En d’autres termes, attaquons-nous à la cause du mal plutôt que céder au « réflexe dangereux qui consiste à croire qu’il y a une solution militaire à toute réalité insécure ». D’ailleurs, « dorénavant, plus aucune puissance ne gagne les guerres ».
En outre -démontre brillamment Bertrand Badie- , à l’époque de la mondialisation, où les principales menaces ne sont pas le fait d’un « ennemi » ni ne visent spécifiquement tel ou tel territoire, « la sécurité, de nationale, est devenue globale, intimement rattachée à l’idée d’une humanité entière, inquiétée davantage dans son être que dans son appartenance nationale », ce qui doit nous faire mesurer le besoin vital d’un multilatéralisme digne de ce nom. Nous en sommes globalement loin, tant sur le plan sanitaire qu’en ce qui concerne les autres enjeux vitaux, tels l’alimentation, le climat, la biodiversité ou encore les migrations. Pourtant, l’auteur attire notre attention sur le rayonnement planétaire de certaines dynamiques sociales prometteuses, ainsi que sur des initiatives économiques ou diplomatiques de certains États, privilégiant à l’occasion -sous l’effet d’une interdépendance de plus en plus incontournable- la coopération à la concurrence et la solidarité au cavalier-seul.
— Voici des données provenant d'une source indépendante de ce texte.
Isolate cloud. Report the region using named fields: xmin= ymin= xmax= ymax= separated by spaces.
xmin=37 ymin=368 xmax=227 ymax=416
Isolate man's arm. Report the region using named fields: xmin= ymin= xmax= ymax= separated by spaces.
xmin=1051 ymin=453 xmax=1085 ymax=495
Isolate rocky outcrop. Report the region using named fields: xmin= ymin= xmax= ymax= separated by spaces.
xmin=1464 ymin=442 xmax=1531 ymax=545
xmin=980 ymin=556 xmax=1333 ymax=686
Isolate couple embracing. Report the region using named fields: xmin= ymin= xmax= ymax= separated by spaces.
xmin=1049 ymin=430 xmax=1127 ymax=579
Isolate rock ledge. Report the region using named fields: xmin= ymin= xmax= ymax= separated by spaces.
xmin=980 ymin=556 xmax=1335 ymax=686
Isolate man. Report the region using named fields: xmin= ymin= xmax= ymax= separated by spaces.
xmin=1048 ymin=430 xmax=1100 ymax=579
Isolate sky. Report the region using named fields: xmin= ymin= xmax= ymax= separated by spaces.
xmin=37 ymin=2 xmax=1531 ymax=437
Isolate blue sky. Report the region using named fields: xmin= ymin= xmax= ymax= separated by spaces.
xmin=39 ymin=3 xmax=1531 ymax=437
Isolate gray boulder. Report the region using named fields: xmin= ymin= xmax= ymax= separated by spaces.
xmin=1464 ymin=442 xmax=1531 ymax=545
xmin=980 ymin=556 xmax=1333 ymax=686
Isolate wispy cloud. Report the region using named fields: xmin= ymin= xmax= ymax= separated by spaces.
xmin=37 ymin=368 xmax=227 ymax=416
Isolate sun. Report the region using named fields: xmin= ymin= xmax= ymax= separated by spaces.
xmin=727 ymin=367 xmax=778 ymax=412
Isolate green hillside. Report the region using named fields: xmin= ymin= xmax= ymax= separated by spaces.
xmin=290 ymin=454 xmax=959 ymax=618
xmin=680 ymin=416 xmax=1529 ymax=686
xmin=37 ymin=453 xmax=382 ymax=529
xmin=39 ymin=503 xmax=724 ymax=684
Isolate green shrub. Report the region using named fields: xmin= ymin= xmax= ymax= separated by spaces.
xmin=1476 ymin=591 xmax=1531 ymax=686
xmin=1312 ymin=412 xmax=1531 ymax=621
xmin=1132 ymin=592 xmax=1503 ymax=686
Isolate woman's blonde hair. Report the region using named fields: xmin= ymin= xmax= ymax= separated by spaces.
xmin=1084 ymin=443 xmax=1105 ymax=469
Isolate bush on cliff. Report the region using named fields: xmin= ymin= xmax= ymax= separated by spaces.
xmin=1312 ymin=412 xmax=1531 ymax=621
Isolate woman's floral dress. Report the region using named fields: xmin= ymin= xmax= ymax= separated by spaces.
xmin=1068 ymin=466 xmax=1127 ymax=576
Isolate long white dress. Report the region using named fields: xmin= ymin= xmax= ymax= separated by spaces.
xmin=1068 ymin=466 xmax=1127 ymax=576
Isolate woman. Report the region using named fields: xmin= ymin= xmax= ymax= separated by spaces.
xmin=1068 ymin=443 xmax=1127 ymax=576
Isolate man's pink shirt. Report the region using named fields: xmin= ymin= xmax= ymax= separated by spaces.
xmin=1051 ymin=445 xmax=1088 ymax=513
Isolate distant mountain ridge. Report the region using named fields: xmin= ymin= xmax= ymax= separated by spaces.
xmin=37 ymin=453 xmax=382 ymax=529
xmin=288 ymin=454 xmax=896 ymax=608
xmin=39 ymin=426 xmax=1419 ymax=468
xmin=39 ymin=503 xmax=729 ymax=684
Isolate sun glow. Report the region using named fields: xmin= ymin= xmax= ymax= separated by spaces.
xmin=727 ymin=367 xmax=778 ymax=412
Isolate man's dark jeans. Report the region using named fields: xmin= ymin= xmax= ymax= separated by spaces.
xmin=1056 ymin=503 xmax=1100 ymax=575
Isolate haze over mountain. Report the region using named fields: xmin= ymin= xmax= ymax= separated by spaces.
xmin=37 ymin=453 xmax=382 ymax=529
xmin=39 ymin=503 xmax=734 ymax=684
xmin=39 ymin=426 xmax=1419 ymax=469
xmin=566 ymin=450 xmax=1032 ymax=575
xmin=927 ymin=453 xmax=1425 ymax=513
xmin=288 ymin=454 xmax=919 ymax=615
Dans ce contexte, très fluctuant, l’auteur esquisse -prudemment- une définition du concept de « puissance mondialisée ». C’est ainsi qu’il qualifie « un État capable de s’insérer dans la mondialisation de manière optimale, c’est à dire en en retirant le maximum d’avantages individuels tout en créant un ordre global profitable ». Un ordre global profitable (à toutes et à tous) : ce dernier membre de phrase est décisif.
———(1) Bertrand Badie est reconnu comme l’un des meilleurs spécialistes des relations internationales. Son dernier ouvrage est paru chez Odile Jacob.